While we imagine an Internet that blankets the earth, providing even its most remote and marginalized inhabitants with seamless connectivity, the reality is that a sizable portion of the world’s population lacks reliable access. Here in New York, as across most of the US — especially in rural and poorer urban areas — roughly 30% of households still lack access to broadband. New York City’s just-released Internet Master Plan calls for updated next-generation digital infrastructure, with a promise to afford universal, equitable access to this 21st-century utility: the network.

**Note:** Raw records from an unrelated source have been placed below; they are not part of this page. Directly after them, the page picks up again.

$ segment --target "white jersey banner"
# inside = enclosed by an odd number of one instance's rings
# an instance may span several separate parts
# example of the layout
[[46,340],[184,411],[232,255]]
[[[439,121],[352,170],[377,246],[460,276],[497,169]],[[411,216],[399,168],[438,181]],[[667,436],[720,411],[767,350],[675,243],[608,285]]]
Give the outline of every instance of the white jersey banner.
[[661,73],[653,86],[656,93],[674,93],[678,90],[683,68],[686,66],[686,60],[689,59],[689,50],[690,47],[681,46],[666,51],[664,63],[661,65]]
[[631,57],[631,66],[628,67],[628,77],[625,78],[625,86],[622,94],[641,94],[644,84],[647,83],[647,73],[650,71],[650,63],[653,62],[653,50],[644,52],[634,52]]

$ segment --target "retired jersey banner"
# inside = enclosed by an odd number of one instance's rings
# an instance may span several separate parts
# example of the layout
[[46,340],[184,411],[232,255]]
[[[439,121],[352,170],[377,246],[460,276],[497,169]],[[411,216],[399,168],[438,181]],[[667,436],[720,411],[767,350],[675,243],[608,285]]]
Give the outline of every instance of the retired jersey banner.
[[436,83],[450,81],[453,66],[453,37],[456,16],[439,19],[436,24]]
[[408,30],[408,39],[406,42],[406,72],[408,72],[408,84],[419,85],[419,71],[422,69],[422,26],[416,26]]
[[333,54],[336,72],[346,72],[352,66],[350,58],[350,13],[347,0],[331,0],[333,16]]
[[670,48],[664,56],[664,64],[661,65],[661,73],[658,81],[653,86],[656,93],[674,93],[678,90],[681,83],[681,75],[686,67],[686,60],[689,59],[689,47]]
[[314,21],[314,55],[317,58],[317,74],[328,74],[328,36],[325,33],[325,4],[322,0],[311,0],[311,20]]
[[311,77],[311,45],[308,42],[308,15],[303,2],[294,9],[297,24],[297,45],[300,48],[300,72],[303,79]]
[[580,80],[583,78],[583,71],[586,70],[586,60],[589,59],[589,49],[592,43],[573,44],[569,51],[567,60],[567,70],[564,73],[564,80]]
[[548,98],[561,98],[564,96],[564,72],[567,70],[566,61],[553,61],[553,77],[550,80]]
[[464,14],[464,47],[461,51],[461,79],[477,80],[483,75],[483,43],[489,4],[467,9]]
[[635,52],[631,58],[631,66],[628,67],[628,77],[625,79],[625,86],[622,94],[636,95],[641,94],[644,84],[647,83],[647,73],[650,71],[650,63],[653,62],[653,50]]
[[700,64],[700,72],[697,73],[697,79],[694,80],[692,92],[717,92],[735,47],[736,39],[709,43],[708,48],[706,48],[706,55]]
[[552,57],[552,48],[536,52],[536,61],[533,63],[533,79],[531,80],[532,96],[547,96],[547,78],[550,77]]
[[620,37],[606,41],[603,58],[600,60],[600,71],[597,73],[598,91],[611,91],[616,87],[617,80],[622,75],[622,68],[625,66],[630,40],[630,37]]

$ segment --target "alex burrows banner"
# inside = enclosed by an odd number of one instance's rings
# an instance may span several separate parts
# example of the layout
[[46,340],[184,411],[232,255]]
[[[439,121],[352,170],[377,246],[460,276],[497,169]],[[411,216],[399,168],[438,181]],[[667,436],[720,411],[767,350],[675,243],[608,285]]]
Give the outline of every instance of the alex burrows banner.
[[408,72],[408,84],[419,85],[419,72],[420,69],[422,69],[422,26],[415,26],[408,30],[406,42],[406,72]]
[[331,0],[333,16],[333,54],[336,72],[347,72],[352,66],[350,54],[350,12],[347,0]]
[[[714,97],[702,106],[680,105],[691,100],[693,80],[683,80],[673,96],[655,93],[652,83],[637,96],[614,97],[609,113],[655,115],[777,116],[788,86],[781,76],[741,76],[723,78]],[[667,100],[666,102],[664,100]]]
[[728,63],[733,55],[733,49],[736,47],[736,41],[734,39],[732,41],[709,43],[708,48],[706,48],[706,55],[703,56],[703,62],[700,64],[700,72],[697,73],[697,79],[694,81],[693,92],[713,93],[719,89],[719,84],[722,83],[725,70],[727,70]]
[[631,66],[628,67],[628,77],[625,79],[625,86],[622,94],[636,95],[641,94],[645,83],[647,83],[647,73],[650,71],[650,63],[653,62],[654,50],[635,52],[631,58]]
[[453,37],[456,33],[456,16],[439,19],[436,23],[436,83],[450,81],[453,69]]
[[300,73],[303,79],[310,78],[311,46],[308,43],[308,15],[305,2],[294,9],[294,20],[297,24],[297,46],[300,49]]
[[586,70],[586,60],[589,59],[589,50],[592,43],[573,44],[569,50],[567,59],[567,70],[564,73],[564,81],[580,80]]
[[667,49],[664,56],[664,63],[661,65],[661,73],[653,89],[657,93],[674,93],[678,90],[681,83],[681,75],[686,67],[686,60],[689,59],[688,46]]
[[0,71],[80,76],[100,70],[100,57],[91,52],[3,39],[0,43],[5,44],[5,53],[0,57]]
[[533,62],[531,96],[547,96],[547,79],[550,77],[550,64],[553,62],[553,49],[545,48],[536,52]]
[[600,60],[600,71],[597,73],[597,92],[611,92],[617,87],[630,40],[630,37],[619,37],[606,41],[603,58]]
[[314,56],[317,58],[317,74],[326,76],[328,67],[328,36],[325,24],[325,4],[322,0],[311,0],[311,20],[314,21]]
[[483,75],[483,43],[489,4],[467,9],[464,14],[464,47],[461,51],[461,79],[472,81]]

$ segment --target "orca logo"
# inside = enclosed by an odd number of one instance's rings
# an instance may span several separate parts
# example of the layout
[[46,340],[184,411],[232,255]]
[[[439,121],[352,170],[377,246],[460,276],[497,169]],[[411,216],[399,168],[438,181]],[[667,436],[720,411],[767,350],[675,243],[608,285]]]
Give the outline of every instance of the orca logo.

Building on existing anthropological, media studies, and urban studies research about infrastructures, networks, and digital technologies, this seminar-workshop will engage with NYC’s forthcoming plan to help us better understand the interplay between technical and social network infrastructures. The laying of wires and installation of antennae involve the embodiment of politics and values, just like the buildout of telephone wires, cable systems, and even highway and postal networks. We’ll examine the evolution of networks, and use NYC’s digital master plan as a practical case to understand the equity implications of network design, suggesting ways to build on the existing work of practitioners, activists, scholars, planners, and designers to create healthier sociotechnical ecosystems. We’ll also speak with researchers and activists who’ve practiced media and network ethnography; meet with city officials and local community leaders; embark on field trips around the city; design our own speculative networks; and work with NYC’s digital equity community to formulate a response to the Plan, including proposed community benefits and impact indicators.
Original Version: While we imagine an Internet that blankets the earth, providing even its most remote and marginalized inhabitants with seamless connectivity, the reality is that a sizable portion of the world’s population lacks reliable access to a high-speed Internet connection, which is fundamental to so many social practices and daily operations. Here in New York, as across most of the US — especially in rural and poorer urban areas — roughly 30% of households still lack access to broadband. The OneNYC 2050 plan calls for updated next-generation digital infrastructure, with a promise to release a first-of-its-kind “city broadband master plan” in late 2019. That plan aspires to enable universal broadband and digital literacy programming access across the five boroughs. Building on existing anthropological, media studies, and urban studies research about infrastructures and digital technologies, this seminar-workshop will engage with NYC’s forthcoming plan to help us better understand the processes by which technical and social infrastructures are designed and built in tandem — and how the laying of wires and installation of antennae also involve the embodiment of politics and values. We’ll examine the plan to understand its equity implications, identifying gaps and opportunities and suggesting ways to build on the existing work of practitioners, activists, scholars, planners, and designers to create healthier digital ecosystems. We’ll also speak with researchers and activists who’ve practiced media and network ethnography; meet with city officials and local community leaders; embark on field trips around the city; install our own pilot network; and suggest digital equity and community wellness benchmarks and metrics to improve the outcomes of the digital master plan.